如何在python中拆分列表

Question

Suppose I have a list ['x1_0','x2_1','x3_0'] How can I split the above list into two lists such that the first list contains ['x1','x2','x3'] and the second list [0,1,0] ? ie

         ('x1_0')
         /    \
        /      \
       /        \
     1st list   2nd list
      'x1'          0

Feel free to use as many tools as possible. This could obviously done in a single for loop ,which I am aware of.

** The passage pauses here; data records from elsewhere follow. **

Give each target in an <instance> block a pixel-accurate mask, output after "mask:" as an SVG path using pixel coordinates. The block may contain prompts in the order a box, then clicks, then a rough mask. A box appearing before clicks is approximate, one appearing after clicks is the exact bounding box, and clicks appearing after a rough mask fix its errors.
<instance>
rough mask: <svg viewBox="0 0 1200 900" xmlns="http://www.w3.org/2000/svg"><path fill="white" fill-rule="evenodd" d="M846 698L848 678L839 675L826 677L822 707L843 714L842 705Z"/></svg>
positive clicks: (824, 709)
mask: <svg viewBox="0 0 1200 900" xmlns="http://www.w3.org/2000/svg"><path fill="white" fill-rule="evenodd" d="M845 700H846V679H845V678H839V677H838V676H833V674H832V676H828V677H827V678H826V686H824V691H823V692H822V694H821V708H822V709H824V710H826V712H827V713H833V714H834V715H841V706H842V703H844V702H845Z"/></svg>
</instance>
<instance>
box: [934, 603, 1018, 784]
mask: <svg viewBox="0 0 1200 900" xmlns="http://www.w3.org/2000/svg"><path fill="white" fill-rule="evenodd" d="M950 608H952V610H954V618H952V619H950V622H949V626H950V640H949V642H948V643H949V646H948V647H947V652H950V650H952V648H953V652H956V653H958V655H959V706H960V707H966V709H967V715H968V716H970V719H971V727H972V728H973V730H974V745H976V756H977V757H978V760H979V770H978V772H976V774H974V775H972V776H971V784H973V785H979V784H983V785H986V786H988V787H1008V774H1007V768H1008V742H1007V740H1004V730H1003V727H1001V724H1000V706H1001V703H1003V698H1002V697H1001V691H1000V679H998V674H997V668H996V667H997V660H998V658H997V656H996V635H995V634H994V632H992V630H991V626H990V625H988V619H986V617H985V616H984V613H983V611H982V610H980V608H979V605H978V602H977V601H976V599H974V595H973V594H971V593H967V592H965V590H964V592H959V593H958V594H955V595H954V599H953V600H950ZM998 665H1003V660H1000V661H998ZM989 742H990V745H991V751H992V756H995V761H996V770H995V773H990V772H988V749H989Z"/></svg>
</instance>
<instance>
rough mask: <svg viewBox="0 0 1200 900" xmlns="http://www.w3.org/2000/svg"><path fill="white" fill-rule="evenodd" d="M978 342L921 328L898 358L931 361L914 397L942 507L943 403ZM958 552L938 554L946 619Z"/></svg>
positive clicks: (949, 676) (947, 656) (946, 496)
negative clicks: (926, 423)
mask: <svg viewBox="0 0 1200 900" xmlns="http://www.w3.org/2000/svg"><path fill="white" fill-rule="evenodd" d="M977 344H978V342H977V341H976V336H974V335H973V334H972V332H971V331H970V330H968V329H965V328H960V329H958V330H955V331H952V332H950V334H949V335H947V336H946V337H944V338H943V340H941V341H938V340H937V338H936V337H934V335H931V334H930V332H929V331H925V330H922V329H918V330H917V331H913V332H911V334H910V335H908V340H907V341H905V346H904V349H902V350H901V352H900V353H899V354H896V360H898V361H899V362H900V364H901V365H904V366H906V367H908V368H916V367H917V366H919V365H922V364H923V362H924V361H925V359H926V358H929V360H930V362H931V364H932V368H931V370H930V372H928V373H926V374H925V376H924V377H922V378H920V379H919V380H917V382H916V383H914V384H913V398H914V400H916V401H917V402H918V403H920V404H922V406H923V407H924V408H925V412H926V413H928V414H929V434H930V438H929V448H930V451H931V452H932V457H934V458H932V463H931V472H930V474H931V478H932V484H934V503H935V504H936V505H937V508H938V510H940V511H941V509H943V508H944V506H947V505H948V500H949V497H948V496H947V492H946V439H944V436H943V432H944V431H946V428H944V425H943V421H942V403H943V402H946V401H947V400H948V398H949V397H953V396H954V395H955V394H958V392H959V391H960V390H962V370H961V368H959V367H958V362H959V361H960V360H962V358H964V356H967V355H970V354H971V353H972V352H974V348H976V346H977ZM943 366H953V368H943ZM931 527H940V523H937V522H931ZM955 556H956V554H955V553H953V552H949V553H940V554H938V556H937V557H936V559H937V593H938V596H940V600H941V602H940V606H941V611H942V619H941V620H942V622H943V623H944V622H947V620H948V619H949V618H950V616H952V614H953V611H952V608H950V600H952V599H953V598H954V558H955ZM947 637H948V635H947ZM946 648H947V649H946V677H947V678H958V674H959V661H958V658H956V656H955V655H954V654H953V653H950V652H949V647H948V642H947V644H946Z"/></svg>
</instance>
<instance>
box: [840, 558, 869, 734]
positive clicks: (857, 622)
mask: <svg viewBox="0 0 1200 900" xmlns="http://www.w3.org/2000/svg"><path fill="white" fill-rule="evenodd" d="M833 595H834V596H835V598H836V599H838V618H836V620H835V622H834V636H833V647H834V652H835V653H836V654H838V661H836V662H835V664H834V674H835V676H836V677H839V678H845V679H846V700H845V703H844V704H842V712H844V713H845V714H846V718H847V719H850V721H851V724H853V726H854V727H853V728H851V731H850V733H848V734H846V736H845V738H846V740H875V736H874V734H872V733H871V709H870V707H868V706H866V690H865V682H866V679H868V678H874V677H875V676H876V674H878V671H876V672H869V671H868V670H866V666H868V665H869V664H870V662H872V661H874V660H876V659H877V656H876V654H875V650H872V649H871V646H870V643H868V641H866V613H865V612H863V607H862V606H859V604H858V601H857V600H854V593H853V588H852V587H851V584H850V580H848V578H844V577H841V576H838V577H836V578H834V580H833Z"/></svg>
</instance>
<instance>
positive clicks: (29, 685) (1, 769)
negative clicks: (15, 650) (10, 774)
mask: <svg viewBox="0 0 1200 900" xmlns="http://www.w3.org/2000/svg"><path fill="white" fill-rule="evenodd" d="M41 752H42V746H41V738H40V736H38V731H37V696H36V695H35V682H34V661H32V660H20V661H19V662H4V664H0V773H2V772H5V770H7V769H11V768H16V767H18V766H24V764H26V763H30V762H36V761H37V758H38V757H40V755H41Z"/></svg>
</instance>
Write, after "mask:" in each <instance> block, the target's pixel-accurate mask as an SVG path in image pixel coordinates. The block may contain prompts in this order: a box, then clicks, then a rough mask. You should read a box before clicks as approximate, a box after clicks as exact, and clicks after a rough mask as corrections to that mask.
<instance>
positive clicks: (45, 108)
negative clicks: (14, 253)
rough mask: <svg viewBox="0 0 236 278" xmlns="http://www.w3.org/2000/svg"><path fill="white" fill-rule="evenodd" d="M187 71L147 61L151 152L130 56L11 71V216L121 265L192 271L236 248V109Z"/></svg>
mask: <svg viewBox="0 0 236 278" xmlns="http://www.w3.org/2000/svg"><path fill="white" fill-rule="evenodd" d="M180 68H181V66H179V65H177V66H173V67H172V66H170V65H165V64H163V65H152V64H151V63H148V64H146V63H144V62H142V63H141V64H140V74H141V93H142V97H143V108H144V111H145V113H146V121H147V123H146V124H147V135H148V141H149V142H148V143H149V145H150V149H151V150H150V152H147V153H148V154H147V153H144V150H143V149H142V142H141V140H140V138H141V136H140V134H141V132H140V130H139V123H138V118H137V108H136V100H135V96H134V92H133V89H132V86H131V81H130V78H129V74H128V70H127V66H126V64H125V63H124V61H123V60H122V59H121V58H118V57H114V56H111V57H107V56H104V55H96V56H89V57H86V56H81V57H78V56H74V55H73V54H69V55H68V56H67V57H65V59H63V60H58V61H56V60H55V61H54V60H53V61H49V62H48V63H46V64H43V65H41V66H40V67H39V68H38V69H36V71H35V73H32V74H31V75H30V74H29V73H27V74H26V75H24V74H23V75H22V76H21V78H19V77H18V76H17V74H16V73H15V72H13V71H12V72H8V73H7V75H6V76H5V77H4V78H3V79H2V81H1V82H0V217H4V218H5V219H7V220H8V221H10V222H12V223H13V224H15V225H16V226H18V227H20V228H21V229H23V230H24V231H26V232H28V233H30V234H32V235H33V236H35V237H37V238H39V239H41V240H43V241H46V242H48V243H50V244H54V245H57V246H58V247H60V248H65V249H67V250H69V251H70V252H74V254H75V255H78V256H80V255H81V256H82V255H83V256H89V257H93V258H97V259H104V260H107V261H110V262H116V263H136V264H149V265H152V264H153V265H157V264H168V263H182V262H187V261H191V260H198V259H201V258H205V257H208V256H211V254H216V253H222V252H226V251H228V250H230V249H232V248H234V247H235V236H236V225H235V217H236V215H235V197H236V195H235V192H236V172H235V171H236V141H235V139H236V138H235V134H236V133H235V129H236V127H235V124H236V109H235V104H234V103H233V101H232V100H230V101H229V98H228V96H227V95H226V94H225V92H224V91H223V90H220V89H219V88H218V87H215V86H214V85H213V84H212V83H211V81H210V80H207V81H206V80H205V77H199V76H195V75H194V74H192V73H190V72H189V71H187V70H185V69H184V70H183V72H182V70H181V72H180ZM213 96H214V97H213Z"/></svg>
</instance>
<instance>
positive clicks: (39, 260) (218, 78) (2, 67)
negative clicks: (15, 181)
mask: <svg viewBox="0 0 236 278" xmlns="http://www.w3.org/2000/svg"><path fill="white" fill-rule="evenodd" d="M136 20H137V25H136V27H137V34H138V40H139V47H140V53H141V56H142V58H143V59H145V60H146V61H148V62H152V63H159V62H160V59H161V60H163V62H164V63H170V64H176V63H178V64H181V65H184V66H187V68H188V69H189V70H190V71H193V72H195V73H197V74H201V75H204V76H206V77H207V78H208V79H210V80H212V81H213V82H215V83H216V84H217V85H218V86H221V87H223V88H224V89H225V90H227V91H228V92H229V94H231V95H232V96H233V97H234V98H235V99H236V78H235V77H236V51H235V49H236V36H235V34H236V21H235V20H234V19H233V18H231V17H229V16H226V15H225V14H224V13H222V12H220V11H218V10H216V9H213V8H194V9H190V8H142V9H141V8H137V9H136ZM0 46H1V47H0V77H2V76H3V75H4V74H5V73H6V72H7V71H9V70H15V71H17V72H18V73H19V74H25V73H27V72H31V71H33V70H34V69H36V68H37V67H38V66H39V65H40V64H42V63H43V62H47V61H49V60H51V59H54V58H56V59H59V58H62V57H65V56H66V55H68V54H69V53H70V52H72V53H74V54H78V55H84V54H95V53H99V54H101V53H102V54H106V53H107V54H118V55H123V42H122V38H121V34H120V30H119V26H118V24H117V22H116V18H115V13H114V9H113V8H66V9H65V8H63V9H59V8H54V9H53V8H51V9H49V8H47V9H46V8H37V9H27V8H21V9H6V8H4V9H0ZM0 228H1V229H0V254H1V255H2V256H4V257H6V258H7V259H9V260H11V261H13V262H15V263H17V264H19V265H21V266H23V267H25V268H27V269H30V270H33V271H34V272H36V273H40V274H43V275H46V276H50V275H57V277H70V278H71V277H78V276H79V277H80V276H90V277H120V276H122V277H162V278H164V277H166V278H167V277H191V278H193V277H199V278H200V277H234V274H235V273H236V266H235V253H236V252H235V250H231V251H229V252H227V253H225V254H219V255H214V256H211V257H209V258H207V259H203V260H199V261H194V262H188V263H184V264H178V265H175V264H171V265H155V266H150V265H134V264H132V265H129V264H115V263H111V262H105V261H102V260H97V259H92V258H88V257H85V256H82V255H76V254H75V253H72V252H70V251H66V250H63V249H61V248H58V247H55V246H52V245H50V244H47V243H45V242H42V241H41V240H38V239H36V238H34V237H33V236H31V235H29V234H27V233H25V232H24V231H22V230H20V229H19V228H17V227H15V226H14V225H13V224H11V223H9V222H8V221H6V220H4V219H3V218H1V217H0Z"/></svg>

Is there a better way to do this ?. Something which uses list comprehension ? Als

Answer 1

You can use zip and a list comprehension :

>>> zip(*[i.split('_') for i in l])
[('x1', 'x2', 'x3'), ('0', '1', '0')]

And if you want to convert the second tuple's elements to int you can use the following nested list comprehension :

>>> [[int(i) if i.isdigit() else i for i in tup] for tup in zip(*[i.split('_') for i in l])]
[['x1', 'x2', 'x3'], [0, 1, 0]]

The preceding way is the proper way to do this task but as you say in comment as a smaller solution you can use map :

>>> l=[l[0],map(int,l[1])]
>>> l
[('x1', 'x2', 'x3'), [0, 1, 0]]

Answer 2

k=["x1_0","x2_1","x3_0"]
k1=[x.split("_")[0] for x in k]
k2=[int(x.split("_")[1]) for x in k]

You can do this simply this way.